Validity of Conseco Coverage Decision Challenged in Bankruptcy Proceeding

February 2003

Conseco has filed an adversary proceeding in its pending bankruptcy case in the U.S. Bankruptcy Court for the Northern District of Illinois, arguing that the continued litigation of an insurance coverage action filed by Conseco in Indiana state court and an order entered in that action (see page 1 of this issue) violated the automatic stay of the Bankruptcy Code. The bankruptcy court had not ruled on that motion when this issue of The Executive Summary went to press.

On November 26, 2002, an Indiana trial court presiding over the coverage litigation arising out of securities litigation against Conseco stated that it would grant the insurer's motion to dismiss in a telephonic status conference, although it did not issue the dismissal order at that time. Thereafter, the insurers each submitted a draft opinion and order to the trial court. On December 17, 2002, before the Indiana court had issued its order, Conseco filed a voluntary chapter 11 petition in the U.S. Bankruptcy Court for the Northern District of Illinois. On December 27, 2002, Conseco instituted, under Section 362 of the Bankruptcy Code, an adversary proceeding in the bankruptcy court seeking to enforce the automatic stay and to enjoin the coverage action. Four days later, the trial court issued an opinion and order dismissing the case. According to Conseco, the trial court signed the exact opinion and order submitted by one of the insurers.

Conseco's argument challenging the trial court's order in the coverage action is based on Section 362 of the Bankruptcy Code, which provides that the filing of a bankruptcy petition operates as a stay of the "commencement or continuation…of a judicial, administrative, or other action or proceeding against the debtor." 11 U.S.C. § 362. Although Section 362 on its face applies only to actions "brought against the debtor," and the Indiana action was "brought by the debtor," Conseco argued that because the coverage action was a declaratory judgment action, the roles of plaintiff and defendant are effectively reversed.

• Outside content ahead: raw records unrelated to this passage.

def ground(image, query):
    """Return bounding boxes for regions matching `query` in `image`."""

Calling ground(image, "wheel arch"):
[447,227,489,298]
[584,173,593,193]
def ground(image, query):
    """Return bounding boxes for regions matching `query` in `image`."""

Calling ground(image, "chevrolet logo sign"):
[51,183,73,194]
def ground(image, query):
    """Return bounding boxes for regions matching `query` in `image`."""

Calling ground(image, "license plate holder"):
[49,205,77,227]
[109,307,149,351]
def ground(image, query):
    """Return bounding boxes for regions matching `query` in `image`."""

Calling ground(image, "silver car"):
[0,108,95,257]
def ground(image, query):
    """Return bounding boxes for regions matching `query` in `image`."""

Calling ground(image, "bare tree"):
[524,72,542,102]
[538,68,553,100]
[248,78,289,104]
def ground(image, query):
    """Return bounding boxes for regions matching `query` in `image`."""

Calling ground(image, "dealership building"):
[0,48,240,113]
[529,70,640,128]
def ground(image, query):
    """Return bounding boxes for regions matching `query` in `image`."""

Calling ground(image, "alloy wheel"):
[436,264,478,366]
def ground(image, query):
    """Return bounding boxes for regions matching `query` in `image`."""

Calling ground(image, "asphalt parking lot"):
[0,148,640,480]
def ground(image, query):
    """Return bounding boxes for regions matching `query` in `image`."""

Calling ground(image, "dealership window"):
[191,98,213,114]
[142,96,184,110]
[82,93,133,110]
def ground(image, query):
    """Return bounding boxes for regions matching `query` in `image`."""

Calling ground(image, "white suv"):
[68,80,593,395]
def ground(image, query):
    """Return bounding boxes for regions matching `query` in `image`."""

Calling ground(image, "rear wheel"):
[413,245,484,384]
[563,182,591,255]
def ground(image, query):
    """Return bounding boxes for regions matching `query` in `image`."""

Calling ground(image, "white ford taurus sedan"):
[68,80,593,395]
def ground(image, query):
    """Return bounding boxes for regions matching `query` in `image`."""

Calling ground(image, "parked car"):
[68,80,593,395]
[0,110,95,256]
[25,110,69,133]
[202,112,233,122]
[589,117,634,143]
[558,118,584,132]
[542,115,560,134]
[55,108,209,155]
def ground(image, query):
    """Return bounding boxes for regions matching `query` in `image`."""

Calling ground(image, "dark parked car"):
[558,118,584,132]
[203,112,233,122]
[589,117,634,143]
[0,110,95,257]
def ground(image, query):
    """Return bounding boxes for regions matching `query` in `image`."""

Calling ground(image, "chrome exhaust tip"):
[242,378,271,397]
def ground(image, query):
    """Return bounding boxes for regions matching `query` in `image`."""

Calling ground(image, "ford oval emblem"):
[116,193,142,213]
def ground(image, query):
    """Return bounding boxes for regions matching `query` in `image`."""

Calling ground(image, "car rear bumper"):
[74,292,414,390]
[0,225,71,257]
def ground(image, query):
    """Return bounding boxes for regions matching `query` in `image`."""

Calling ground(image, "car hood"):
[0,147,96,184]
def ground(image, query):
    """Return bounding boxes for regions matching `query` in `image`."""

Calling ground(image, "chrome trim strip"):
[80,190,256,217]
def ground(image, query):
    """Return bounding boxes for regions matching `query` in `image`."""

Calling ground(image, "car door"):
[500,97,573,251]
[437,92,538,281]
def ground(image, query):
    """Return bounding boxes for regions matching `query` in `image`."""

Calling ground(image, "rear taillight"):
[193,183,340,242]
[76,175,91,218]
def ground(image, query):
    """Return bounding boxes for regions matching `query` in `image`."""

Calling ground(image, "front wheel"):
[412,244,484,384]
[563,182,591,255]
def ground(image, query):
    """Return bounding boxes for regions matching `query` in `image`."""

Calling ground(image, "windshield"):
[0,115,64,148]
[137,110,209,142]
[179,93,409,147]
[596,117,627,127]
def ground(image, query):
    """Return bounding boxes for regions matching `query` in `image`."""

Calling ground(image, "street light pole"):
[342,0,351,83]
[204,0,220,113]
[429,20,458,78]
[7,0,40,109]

Thus, according to Conseco, unlike an ordinary lawsuit, its assets are at risk in the coverage action, and an adverse ruling would effectively diminish the estate's assets by forcing Conseco to satisfy the settlement in the underlying securities litigation out of its own pocket.

In their responsive pleadings, the insurers made three arguments. First, the insurers argued that the automatic stay does not apply because the trial court had issued an oral ruling dismissing the coverage action three weeks before Conseco filed for bankruptcy protection. Thus, according to the insurers, the trial court's written opinion simply memorialized the oral order rendered by the court prior to Conseco's filing for bankruptcy. Second, the insurers argued that the automatic stay is inapplicable because Conseco instituted the coverage action. The insurers relied on 7th Circuit precedent, such as In re Hall, 304 F.3d 743, 745 (7th Cir. 2002), that holds that claims brought by a debtor are not automatically stayed. Moreover, the insurers contended that Conseco was obligated to satisfy the settlement agreement pre-petition, and thus any judgment it obtained in the coverage action would expand the bankruptcy estate by reimbursing the estate for the amount it was already obligated to pay under the settlement agreement. Similarly, if Conseco was unsuccessful in the coverage action, it would remain in the same pre-petition posture – it would still be obligated to satisfy the settlement agreement. Conseco's assets therefore were not at risk in the coverage action. Finally, the insurers contended that even if the coverage action had been subject to the automatic stay, an order dismissing the case would not have violated the stay because the trial court took the motion to dismiss under advisement prior to the bankruptcy petition being filed.